Reading on, he came across another business story, this time concerning a deliberate curtailment in the distribution of a potentially life-saving drug, the supply of which was being restricted temporarily to cause increased demand and, perversely, an improvement in the financial forecast – and share price – of an already massively traded local pharmaceuticals stock. Despite his limited knowledge of such matters, it seemed to his innocent mind that far from oiling the cogs of the economy, the impact of the markets was often to choke the natural progress that might otherwise be made. Notwithstanding his irritation, however, and whilst he would never be able to concur with the manipulative ways of the city, Anath was at least gaining a far greater insight into the habits and aspirations of modern trading than he would ever have glimpsed had he remained confined within the horizons of his rural past. He was, then, comforted by the knowledge that this exposure was of certain value to his development: that he was continuing to learn, even though his own market sentiment could be classified as negative. But to where, he pondered, in final reflection of what the Post termed ‘business’, had the spiritual content of life fled? Was that particular God now resting, to return when some ancient cycle permitted? Or had this benign aspect of humanity been lost forever, killed by the twin Gods of commerce and greed?

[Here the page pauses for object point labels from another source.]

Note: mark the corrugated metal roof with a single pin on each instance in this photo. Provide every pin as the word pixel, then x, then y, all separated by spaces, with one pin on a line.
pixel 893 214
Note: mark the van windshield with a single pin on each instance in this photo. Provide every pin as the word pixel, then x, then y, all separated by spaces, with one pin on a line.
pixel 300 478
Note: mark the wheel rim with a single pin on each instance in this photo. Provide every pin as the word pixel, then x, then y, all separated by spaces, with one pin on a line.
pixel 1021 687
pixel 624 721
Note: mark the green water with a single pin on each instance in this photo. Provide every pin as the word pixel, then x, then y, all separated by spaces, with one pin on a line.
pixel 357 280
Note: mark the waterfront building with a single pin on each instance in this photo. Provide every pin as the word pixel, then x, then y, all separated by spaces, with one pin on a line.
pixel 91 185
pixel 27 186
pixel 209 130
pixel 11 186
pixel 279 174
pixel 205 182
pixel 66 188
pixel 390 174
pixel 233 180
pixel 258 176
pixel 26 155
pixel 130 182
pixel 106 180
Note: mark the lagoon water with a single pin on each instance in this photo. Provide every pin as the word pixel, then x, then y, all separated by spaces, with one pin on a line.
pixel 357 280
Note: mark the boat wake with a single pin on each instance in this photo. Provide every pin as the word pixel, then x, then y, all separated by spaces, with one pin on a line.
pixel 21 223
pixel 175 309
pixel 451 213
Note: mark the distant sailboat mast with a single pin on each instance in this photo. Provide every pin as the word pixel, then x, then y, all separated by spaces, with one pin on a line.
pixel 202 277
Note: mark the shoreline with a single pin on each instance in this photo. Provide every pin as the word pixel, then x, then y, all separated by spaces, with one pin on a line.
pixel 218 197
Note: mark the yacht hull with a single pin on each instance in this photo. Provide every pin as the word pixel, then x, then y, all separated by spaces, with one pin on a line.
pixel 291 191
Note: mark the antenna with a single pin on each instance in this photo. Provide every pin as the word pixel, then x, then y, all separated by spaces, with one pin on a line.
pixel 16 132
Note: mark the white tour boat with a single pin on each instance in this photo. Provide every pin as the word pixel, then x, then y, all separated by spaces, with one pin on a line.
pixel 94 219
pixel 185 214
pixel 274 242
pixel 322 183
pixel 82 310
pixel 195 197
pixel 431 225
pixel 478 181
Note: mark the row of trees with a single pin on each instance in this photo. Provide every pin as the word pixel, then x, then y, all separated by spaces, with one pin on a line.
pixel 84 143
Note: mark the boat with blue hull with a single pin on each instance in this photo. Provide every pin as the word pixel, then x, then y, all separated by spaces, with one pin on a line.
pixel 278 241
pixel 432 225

Exasperated, Anath turned to the section devoted to national news, which today focused on the endemic corruption plaguing his country’s government. It sickened him that those who gained office through pledges of a better education for the children of the masses, a fairer distribution of the country’s rich oil and mineral wealth and accelerated national economic development were brazenly lining their own pockets with illicit gains, earned through the abuse of privilege. These supposed ‘pillars of society’ appeared to feel no sense of shame when laundering their black money through the purchase of yet more luxury homes and cars while – adding insult to injury – they sent their children abroad to study. Meanwhile, the vast majority of the population was finding it harder each day to scrape enough Rupiah to just eke out a menial existence. How can our people improve themselves when they are living a day at a time, on a hand-to-mouth basis? he asked himself, testily. For Anath was incensed that corruption seemed an accepted national joke no one was prepared seriously to challenge. He hoped desperately that he would someday be given the opportunity to play a role in changing this unacceptable state of affairs. Seeking to conquer his frustration, the young man’s thoughts now turned to his mother – a gentle guide who would always find a way to soothe his discontent at moments such as this, during their days together back in the Kampung. Anaaath, her purring pitch would softly rise, and a few well-chosen words of wisdom would then leave him smiling and relaxed.

A devoted son, Anath had written to her unceasingly since his arrival in Jakarta, noting down at night the events of each day and mailing off a week’s worth of anecdotes every Monday. He had also managed to send a regular supply of money: something he knew she would rather refuse. But having trained himself to get by on very little – living as he did in cheap lodgings, and completely without vice – his meagre earnings were sufficient to support this noble deed. Anath also hoped that, as well as contributing to her daily needs, some of the money he sent his mother could be saved. For whilst at present unsure of his future direction, this resolute young man was nonetheless convinced that his lot as a simple purveyor of news was not the end of a particular road, but the beginning of what would prove a fantastic journey. This was a test of patience that had been ordained by some higher authority, he believed. One that he was required to pass, before being given the chance to move on. And when a better opportunity did eventually arise, he was determined to avoid the need to resort to the world of modern commerce he so loathed, and not be forced to borrow any seed capital required from the sharks that ruled its murky waters.